California Law Will Raise Taxes on Firearms and Ammunition to Pay for School Security and ‘Violence Prevention Programs’

California Governor Gavin Newsom signed a law doubling tax on firearms and ammunition to generate revenue for public school security and “violence prevention” initiatives.
AB 28, the Gun Violence Prevention and School Safety Act, will impose an 11% tax on guns and ammunition, on top of the 10% or 11% federal tax — depending on the firearm being purchased. The law allocates funds accrued through the new tax to “various gun violence prevention, education, research, response, and investigation programs.”
“While radical judges continue to strip away our ability to keep people safe, California will keep fighting — because gun safety laws work,” Governor Newsom said in a press release. “The data proves they save lives: California’s gun death rate is 43% lower than the rest of the nation.

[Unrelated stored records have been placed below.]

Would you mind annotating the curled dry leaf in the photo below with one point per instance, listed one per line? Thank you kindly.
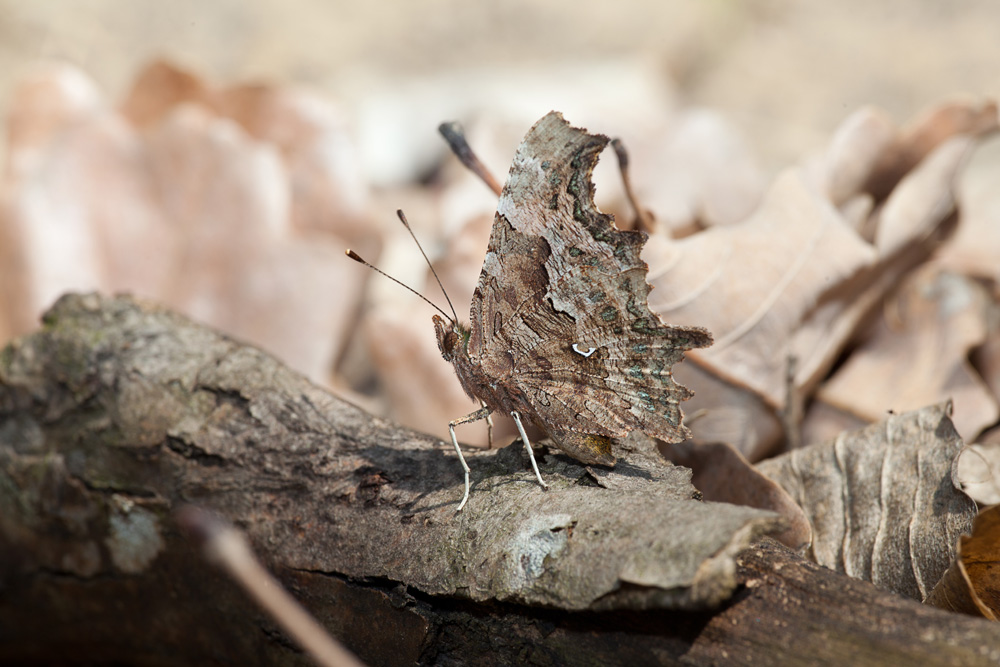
(883, 502)
(724, 475)
(976, 245)
(925, 134)
(192, 210)
(972, 583)
(916, 355)
(752, 284)
(796, 278)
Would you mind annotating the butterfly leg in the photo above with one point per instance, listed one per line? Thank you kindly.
(527, 445)
(481, 413)
(489, 430)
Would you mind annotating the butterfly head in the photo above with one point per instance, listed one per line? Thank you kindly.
(453, 338)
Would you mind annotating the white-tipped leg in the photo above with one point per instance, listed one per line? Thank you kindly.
(481, 413)
(489, 430)
(465, 466)
(527, 445)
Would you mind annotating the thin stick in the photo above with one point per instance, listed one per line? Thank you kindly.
(644, 220)
(228, 547)
(455, 136)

These new laws will make our communities and families safer.”
Several statistics on gun violence have been criticized in recent years for painting with too broad a brush, including suicide-related gun deaths, self-defense gun deaths, accidental gun deaths, and even law-enforcement-related gun deaths within one all-encompassing “gun violence” statistic. When raw data on homicides alone is reviewed, it is evident that California still has a major violent crime crisis on its hands. In 2021, the state saw more homicides than anywhere else in the nation.

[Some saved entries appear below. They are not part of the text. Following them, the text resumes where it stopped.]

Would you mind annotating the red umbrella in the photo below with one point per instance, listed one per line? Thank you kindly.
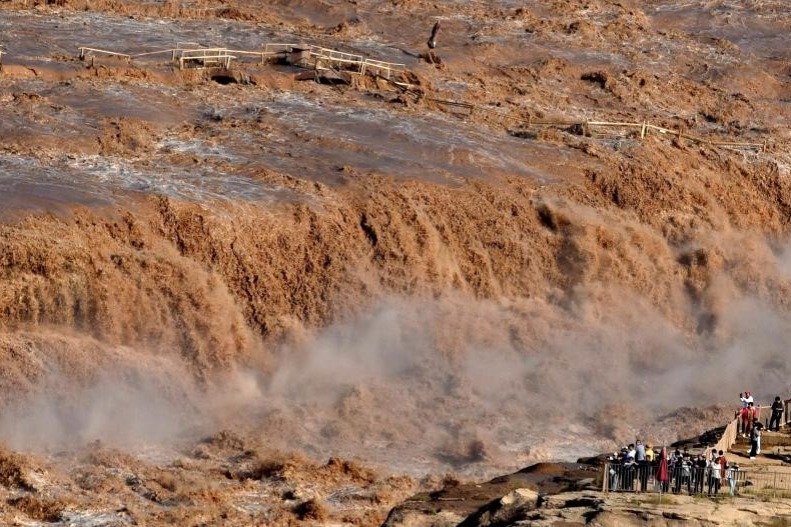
(662, 474)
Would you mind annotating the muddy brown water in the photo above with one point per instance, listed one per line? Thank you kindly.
(347, 270)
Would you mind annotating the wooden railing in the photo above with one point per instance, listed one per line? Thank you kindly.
(517, 123)
(191, 54)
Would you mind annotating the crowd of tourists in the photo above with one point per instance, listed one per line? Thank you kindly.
(642, 468)
(638, 468)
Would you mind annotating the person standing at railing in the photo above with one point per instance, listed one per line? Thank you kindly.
(732, 476)
(642, 465)
(747, 419)
(714, 474)
(755, 439)
(723, 465)
(777, 414)
(699, 473)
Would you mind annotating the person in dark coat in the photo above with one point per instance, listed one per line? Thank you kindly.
(777, 414)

The bill text notes that “nationwide, the parents of a Black son 13 to 19 years of age were more likely to lose their child to gun homicide than every other cause of death combined.” Legislators did not however address the impact the excess tax will have on low income families living in high crime areas and seek to own a firearm for self-defense. By the bill’s own statistics, minorities living in low income communities are more likely to be affected by gun violence, and therefore should be given greater access to self-defense measures. The imposed tax will instead create a larger wealth-gap between who can afford to own firearms for protection and who cannot.
Governor Newsom also signed SB 2, restricting lawful gun owners ability to conceal carry a firearm in nearly all public places. He also signed AB 455 which aims to keep firearms “out of the hands of potentially dangerous individuals.”